What precisely is a venereal disease (VD)?

Venereal disease is a sexually transmitted bacterial, parasitic, yeast and viral infection, more commonly known as sexually transmitted disease (STD) or sexually transmitted infection (STI). Prevalence of venereal diseases continually increases despite efforts from Governments, nonprofit NGOs, health advocates and health professionals of every nation across the globe to stem the spread of infection.  Common types of venereal diseases are gonorrhea, Chlamydia, yeast infections, and HIV/AIDS. The incidence of sexually transmitted diseases is slowly becoming a threat to modern society in the most recent years.

Centers for Disease Control and Prevention (CDCP), reported as many as 20million people in the US alone are infected with venereal diseases each year. CADCP is also observing with trepidation the disturbing trend that most people with venereal diseases are the young adults. An in-depth study revealed about 60% are below the age of 25.

How are venereal diseases transmitted?

Venereal disease is currently spreading at a distressing rate. The unremitting rate with which the disease is spreading can be very much attributed to half-truths disseminated about the disease’s true nature. What most people, especially the young adults, know and believe is that venereal disease can only be transmitted by sexual contact, which is not exactly true. Venereal diseases are only named sexually transmitted diseases or infections because the common transmission is by sexual intercourse. However, sexual intercourse doesn't only refer to contact with sexual organs. Sexual intercourse cover all types of sexual contacts like anal, oral and vaginal sex.

Meaning, sexual practices other than actual intercourse with an infected person can also spread the infection. Venereal diseases can affect both women and men irrespective of their background and age. Certain factors are present however that increase risk for a person to acquire or transmit VD. Risk factors like; sexual activity at a young age, unprotected sex, and multiple sexual partners.

One factor which makes venereal disease highly unsafe is that people don’t know they have the infection. This increases the number of people unaware they have STDs or STIs who could spread the disease. Venereal diseases are asymptomatic, detection and treatment are difficult.  Venereal disease can affect both genders, but the degree of infection varies. Long-term complications are more damaging to women than men. Women have high risks of developing debilitating conditions like difficult pregnancy, infertility even death. Moreover, venereal diseases, unfortunately, can be passed from mother to baby. Responsibility when it comes to sexual relationships should be stepped up with all the threats various sexually transmitted diseases could inflict.

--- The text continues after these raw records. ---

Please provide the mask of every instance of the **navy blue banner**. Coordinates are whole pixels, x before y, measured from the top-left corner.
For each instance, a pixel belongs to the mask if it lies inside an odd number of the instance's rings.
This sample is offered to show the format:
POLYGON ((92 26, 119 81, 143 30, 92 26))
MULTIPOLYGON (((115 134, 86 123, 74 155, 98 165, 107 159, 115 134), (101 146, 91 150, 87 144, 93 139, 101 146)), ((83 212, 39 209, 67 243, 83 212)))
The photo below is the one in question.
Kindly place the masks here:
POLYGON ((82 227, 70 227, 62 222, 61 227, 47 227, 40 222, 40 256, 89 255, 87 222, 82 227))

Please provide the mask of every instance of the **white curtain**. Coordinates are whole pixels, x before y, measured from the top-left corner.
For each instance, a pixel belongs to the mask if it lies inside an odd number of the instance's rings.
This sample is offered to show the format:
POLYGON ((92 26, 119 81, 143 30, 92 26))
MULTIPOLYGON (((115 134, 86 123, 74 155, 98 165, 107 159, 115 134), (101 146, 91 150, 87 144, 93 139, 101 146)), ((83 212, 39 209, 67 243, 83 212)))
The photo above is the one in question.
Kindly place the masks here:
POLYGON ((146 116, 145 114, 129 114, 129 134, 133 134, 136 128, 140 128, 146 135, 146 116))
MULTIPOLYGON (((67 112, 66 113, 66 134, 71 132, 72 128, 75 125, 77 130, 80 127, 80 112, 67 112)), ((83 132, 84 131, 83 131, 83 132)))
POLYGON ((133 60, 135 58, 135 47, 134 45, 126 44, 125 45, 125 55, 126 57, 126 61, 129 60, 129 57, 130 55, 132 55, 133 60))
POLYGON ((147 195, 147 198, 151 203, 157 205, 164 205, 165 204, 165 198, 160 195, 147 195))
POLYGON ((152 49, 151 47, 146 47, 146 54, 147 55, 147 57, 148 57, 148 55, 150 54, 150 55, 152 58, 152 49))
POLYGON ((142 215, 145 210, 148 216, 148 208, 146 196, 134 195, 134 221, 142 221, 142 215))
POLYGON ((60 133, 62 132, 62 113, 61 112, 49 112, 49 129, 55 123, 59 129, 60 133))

Common causes of sexually transmitted infections that cause VD

  • Bacterium Chlamydia trachomatis causes Chlamydia which is considered the most common VD in the United States. This is the most asymptomatic sexually transmitted infection earning its nickname “silent infection or disease”. Usually, only after only a week to three weeks, Chlamydia infection produces any symptoms. Symptoms in women include frequent urination, increased vaginal discharge, and irregular menstrual bleeding. Men will experience pain during urination accompanied by an abnormal penile discharge. Chlamydia can be treated with a short course of antibiotics.
  • Neisseria gonorrhoeae causes gonorrhea, this bacterium grows faster in areas that are moist. Level of risk for women is higher because of the tendency of this infection to spread to other genital organs. Pelvic inflammatory disease (PID0) or salpingitis; debilitating conditions caused by long-term gonorrhea, which can then lead to infertility. Gonorrhea can be passed from an infected mother to her baby. Gonorrhea symptoms are generally the same for both genders. Unusual vaginal or penile discharges; greenish or yellowish for women and whitish for men, painful urination, and itching from the anus are the usual signs of gonorrhea. Gonorrhea treatment is more or the same short course of antibiotics treatment for Chlamydia.
  • Treponema palladium causes Syphilis, which is a spirochaete bacterium, also called the great imitator. Symptoms resemble those of other venereal diseases or STIs. Syphilis is transmitted through direct contact with genital sores also known as syphilis rash which usually appears on the rectum, surroundings of the genital area or around the mouth. Life-threatening conditions can develop from the slow progressing numerous stages of syphilis.  Symptoms are the same for both genders
    1. Primary stage syphilis is when a single or more pain-free ulcers come out around the genital areas, anus or mouth. These ulcers or chancres, are typically round, small and painless, and appears at the exact spot of the body where syphilis was transmitted. These chancres often heal even when not treated. When this early stage infection is not adequately managed, the disease progresses to the second stage.
    2. The secondary stage is when skin rashes and lesions appear in the moist genital areas. Additional symptoms include; fatigue, weight loss, recurrent fever and protracted sore throat. If again the second stage infection is not properly treated, the disease progresses to the third and late stages.
    3. Syphilis can also become latent. It can go on for years without showing subsequent symptoms. High risks conditions can result from latent syphilis. Multiple internal organ failures, paralysis, and even death are just a few of these conditions. Syphilis in its early stage is easy to treat by a course of penicillin injection or other antibiotics. CDCP reiterates the urgency to treat syphilis, the moment a syphilis infection is suspected.